А летом 1979 года они просто куда-то уехали (наверное, на юга) и предложили нам пожить в их даче. Дача Заков была побольше и попросторнее, чем утлая дачка Мендельсонов, которую мы с папой так любили. Просторность дачи Заков была важна в тот момент, потому что к папе должна была приехать погостить Милена, тогда его невеста (их свадьба состоялась через год, в восьмидесятом году) со своей четырехлетней дочуркой Магдаленой. Милена с Магдаленой (мы называли ее Мадлой или же Мадленкой) действительно приехали, и мы провели прекрасный месяц на даче Заков, где был рояль и гамак, подвешенный между двумя соснами. Вот на этой музыкальной даче мы и общались как бы с Кандинским и Кэрроллом. А, вспомнил, еще был третий постоянный собеседник – Пауль Клее.

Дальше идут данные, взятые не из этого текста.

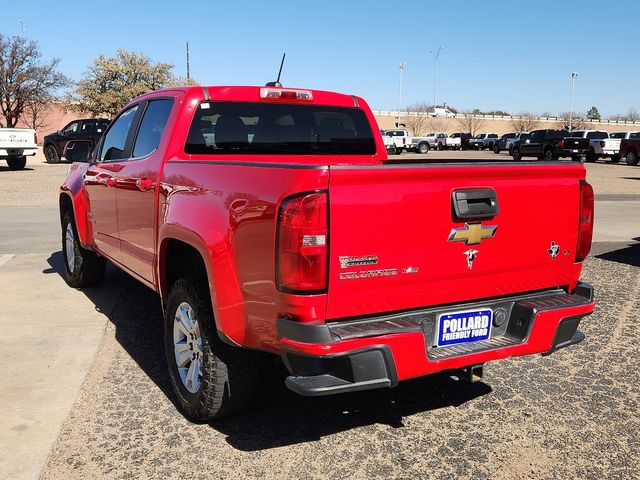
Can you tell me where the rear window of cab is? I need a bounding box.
[184,101,376,155]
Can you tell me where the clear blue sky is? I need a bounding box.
[2,0,640,115]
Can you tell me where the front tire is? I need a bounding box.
[44,144,60,163]
[7,157,27,170]
[164,276,258,422]
[62,210,105,288]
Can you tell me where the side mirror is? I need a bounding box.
[63,140,91,162]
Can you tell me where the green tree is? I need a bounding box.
[587,107,601,120]
[0,33,69,128]
[69,49,195,117]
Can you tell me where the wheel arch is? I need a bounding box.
[156,224,239,345]
[58,190,91,248]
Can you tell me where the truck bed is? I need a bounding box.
[327,162,584,319]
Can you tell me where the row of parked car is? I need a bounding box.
[380,129,500,154]
[381,129,640,165]
[500,129,640,165]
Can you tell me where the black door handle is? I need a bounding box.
[451,188,500,220]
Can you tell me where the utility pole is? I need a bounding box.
[187,42,190,82]
[569,72,578,131]
[396,62,407,128]
[429,45,444,113]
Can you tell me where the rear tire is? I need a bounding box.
[512,148,522,160]
[62,209,105,288]
[44,144,60,163]
[164,275,259,422]
[7,157,27,170]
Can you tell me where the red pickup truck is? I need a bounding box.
[60,86,594,421]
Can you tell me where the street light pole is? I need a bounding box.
[569,72,578,131]
[429,45,444,112]
[396,62,407,128]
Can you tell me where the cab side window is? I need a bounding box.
[100,105,138,161]
[62,122,80,135]
[80,120,96,135]
[529,130,544,143]
[133,99,173,158]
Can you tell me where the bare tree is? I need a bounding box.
[624,108,640,122]
[0,33,68,128]
[556,112,587,130]
[511,112,540,132]
[458,111,484,137]
[21,99,51,130]
[68,49,179,117]
[401,103,431,136]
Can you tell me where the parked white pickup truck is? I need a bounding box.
[380,128,396,154]
[384,129,436,153]
[604,132,640,162]
[0,128,38,170]
[383,128,411,154]
[569,130,620,162]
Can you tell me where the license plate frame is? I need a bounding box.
[434,308,493,348]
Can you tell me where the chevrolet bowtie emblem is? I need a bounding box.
[449,223,498,245]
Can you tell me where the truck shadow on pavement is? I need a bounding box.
[0,165,33,172]
[43,252,491,451]
[595,237,640,267]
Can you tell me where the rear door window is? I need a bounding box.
[587,132,609,139]
[133,99,173,158]
[96,120,109,135]
[62,122,80,135]
[529,130,545,143]
[100,105,138,162]
[185,102,376,155]
[80,120,96,135]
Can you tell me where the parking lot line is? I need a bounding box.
[0,254,13,267]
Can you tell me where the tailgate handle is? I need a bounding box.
[451,188,500,220]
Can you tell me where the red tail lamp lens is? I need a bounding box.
[576,180,593,262]
[276,192,329,294]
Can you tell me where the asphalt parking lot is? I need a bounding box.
[0,152,640,479]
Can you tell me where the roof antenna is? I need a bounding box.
[265,52,287,87]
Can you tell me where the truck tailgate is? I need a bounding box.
[603,138,620,151]
[327,162,585,319]
[0,128,36,149]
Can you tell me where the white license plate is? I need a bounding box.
[436,308,493,347]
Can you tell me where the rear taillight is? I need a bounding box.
[576,180,593,262]
[260,88,313,100]
[276,191,329,294]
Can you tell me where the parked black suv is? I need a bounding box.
[511,130,589,160]
[42,118,110,163]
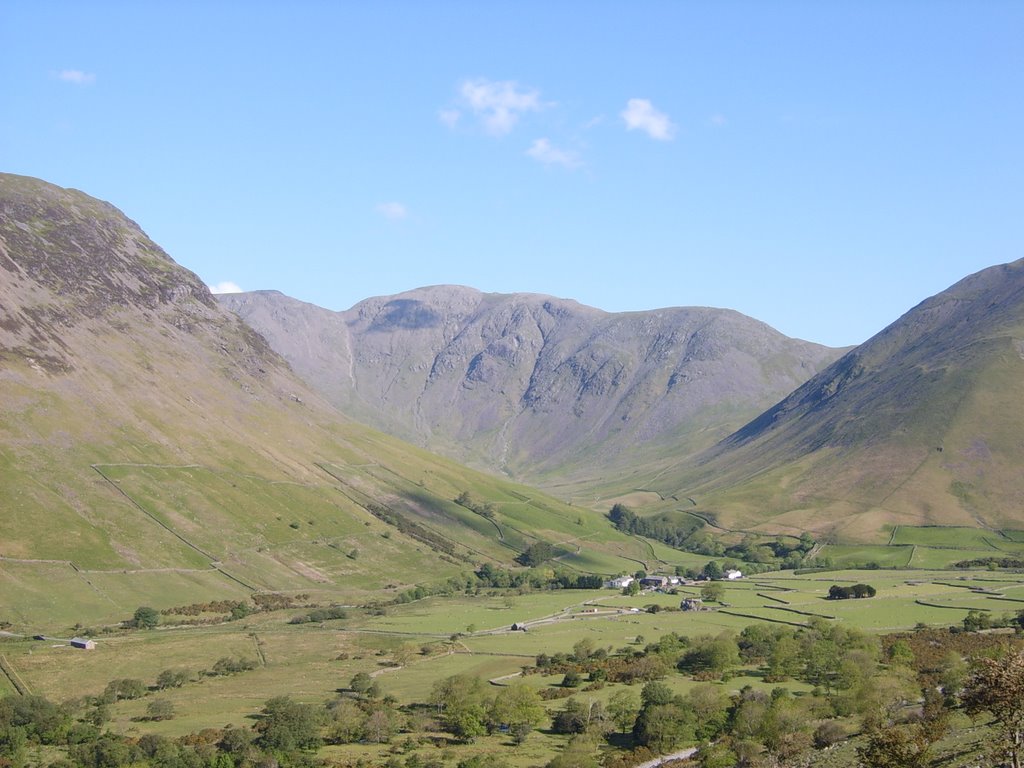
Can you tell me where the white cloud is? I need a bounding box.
[456,79,544,136]
[57,70,96,85]
[209,281,243,293]
[377,203,409,220]
[526,138,583,168]
[622,98,676,141]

Несмотря на интеллектуальный блеск и великолепие этих собеседников-духов (три К: Кандинский, Кэрролл, Клее), мне по большому счету было безразлично, кого вызывать, – я делал это не ради тех глубоких суждений и остроумных реплик, которыми одаривали нас загадочные информационные сгустки, откликавшиеся на упомянутые имена. Я делал это ради того особого, эйфорически-взбудораженного состояния, которым сопровождались сеансы. Выше я назвал это состояние побочным эффектом. Но было ли оно, это состояние, и в самом деле побочным эффектом? Или же это был скорее «центральный» либо «стержневой» эффект, вокруг которого вращалось все остальное – вращалось блюдце, вращались остроумные реплики, имена духов, сосны, велосипеды, гости, собаки с офортными именами? Медиумическая экзальтация. Но был ли я действительно медиумом?

Этот вопрос меня часто занимал в последующие годы, когда случалось мне вспоминать о моей странной спиритической обсессии поздних семидесятых. В какой-то момент я дал обещание навсегда отказаться от спиритизма и сдержал это обещание.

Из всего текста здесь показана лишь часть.